Master's thesis algorithm based on RoarGraph. The project is split into two crates mimicgraph-core and mimicgraph-cli. The core crate implements the algorithm, which is then used by the CLI crate to build and evaluate datasets.
When the size and dimensionality of a dataset grow too large, we reach for Approximate Nearest Neighbors Search (ANNS) to answer queries that would otherwise be prohibitively slow to answer exactly. In recent years, some subproblems in the field have gained increased focus, such as Filtered ANNS, where we impose strict requirements on the search result, or out-of-distribution (OOD) queries that represent data of a different type to what is in the dataset. The current ANNS landscape is dominated by graph-based indices that do an expensive index construction operation upfront in order to save time when serving user queries. RoarGraph is such an algorithm; it builds a bipartite graph of the corpus and queries from the ground truth, projecting it into a final index. We take RoarGraph and drastically shorten its construction time by estimating the ground truth rather than computing it exactly. Then we more than make up the lost performance by adding more edges to the bipartite graph. The result is MimicGraph, an ANNS algorithm based on imitating another ANNS algorithm and scaling it up, while keeping build times short. This framing leads us to mimicking the filtered ANNS algorithm FilteredVamana, showing how MimicGraph can adapt to different workloads. Our results show generally better performance than RoarGraph and the state-of-the-art HNSW, all while building up to 10$\times$ faster than any of them. To ease its use, we present a method for fast parameter tuning based on dataset characteristics.
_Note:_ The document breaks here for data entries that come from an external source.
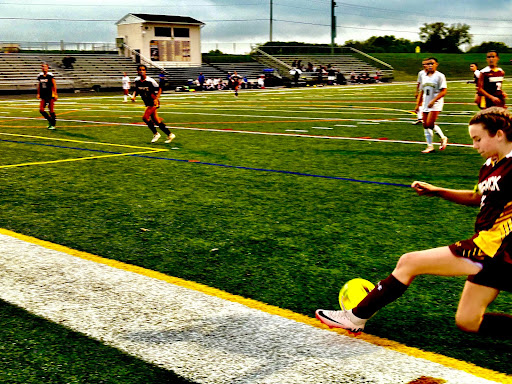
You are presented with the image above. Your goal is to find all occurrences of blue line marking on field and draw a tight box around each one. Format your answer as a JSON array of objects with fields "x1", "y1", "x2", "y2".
[{"x1": 0, "y1": 139, "x2": 410, "y2": 188}]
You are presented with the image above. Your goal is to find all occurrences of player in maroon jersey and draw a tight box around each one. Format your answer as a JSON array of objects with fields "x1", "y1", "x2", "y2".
[
  {"x1": 230, "y1": 71, "x2": 241, "y2": 97},
  {"x1": 316, "y1": 107, "x2": 512, "y2": 339},
  {"x1": 37, "y1": 63, "x2": 58, "y2": 129},
  {"x1": 477, "y1": 51, "x2": 507, "y2": 109},
  {"x1": 132, "y1": 64, "x2": 176, "y2": 143}
]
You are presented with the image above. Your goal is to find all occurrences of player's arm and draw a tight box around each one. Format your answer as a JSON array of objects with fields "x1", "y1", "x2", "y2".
[{"x1": 411, "y1": 181, "x2": 482, "y2": 206}]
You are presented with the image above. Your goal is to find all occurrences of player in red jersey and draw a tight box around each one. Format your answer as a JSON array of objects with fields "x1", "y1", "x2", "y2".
[
  {"x1": 230, "y1": 71, "x2": 241, "y2": 97},
  {"x1": 37, "y1": 63, "x2": 58, "y2": 129},
  {"x1": 477, "y1": 51, "x2": 507, "y2": 109},
  {"x1": 132, "y1": 64, "x2": 176, "y2": 143},
  {"x1": 316, "y1": 107, "x2": 512, "y2": 339}
]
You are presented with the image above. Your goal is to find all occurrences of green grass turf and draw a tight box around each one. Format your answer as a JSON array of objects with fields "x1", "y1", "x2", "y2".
[{"x1": 0, "y1": 79, "x2": 512, "y2": 382}]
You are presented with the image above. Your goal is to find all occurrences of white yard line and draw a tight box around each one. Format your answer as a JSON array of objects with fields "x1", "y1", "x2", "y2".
[{"x1": 0, "y1": 230, "x2": 506, "y2": 384}]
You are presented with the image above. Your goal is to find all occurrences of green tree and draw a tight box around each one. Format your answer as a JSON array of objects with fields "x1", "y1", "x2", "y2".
[
  {"x1": 420, "y1": 22, "x2": 471, "y2": 53},
  {"x1": 468, "y1": 41, "x2": 512, "y2": 53}
]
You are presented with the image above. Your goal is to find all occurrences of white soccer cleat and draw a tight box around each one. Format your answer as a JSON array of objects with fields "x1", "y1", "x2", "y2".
[
  {"x1": 439, "y1": 137, "x2": 448, "y2": 151},
  {"x1": 315, "y1": 309, "x2": 366, "y2": 333},
  {"x1": 165, "y1": 133, "x2": 176, "y2": 144},
  {"x1": 151, "y1": 132, "x2": 160, "y2": 143},
  {"x1": 421, "y1": 145, "x2": 435, "y2": 153}
]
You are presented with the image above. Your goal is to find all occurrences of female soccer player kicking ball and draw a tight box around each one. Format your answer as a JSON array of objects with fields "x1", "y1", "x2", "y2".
[{"x1": 316, "y1": 107, "x2": 512, "y2": 339}]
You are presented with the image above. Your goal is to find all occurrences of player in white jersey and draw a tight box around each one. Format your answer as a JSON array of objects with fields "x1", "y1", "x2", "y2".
[
  {"x1": 122, "y1": 72, "x2": 130, "y2": 103},
  {"x1": 415, "y1": 57, "x2": 448, "y2": 153},
  {"x1": 413, "y1": 59, "x2": 428, "y2": 125}
]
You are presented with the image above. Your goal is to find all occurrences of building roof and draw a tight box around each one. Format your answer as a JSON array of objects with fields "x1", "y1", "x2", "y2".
[{"x1": 116, "y1": 13, "x2": 204, "y2": 25}]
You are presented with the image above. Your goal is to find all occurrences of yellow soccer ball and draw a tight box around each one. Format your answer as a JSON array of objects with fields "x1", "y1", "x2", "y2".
[{"x1": 339, "y1": 278, "x2": 375, "y2": 311}]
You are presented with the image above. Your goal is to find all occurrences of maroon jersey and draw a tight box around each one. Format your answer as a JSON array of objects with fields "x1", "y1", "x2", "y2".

In the mimicgraph directory, build with native optimizations
RUSTFLAGS="-C target-cpu=native" cargo build --releaseThe binary has a handful of subcommands
$ ./target/release/mimicgraph
Usage: mimicgraph [OPTIONS] <COMMAND>
Commands:
eval Build index artifacts and evaluate recall
build Build index artifacts
ground-truth Compute ground truth for given queries
inspect Inspect artifact files written by mimicgraph-cli
help Print this message or the help of the given subcommand(s)
To build and evaluate against HNSW (and/or RoarGraph) use the eval command with a --datafile
./target/release/mimicgraph eval --datafile llama-128-ip.hdf5The datafile must be an HDF5 file with datasets "points" and "query_points". If using filtered mode, there must additionally be two groups "labels and "query_labels" with datasets "data", "indices", and "indptr", representing CSR matrices.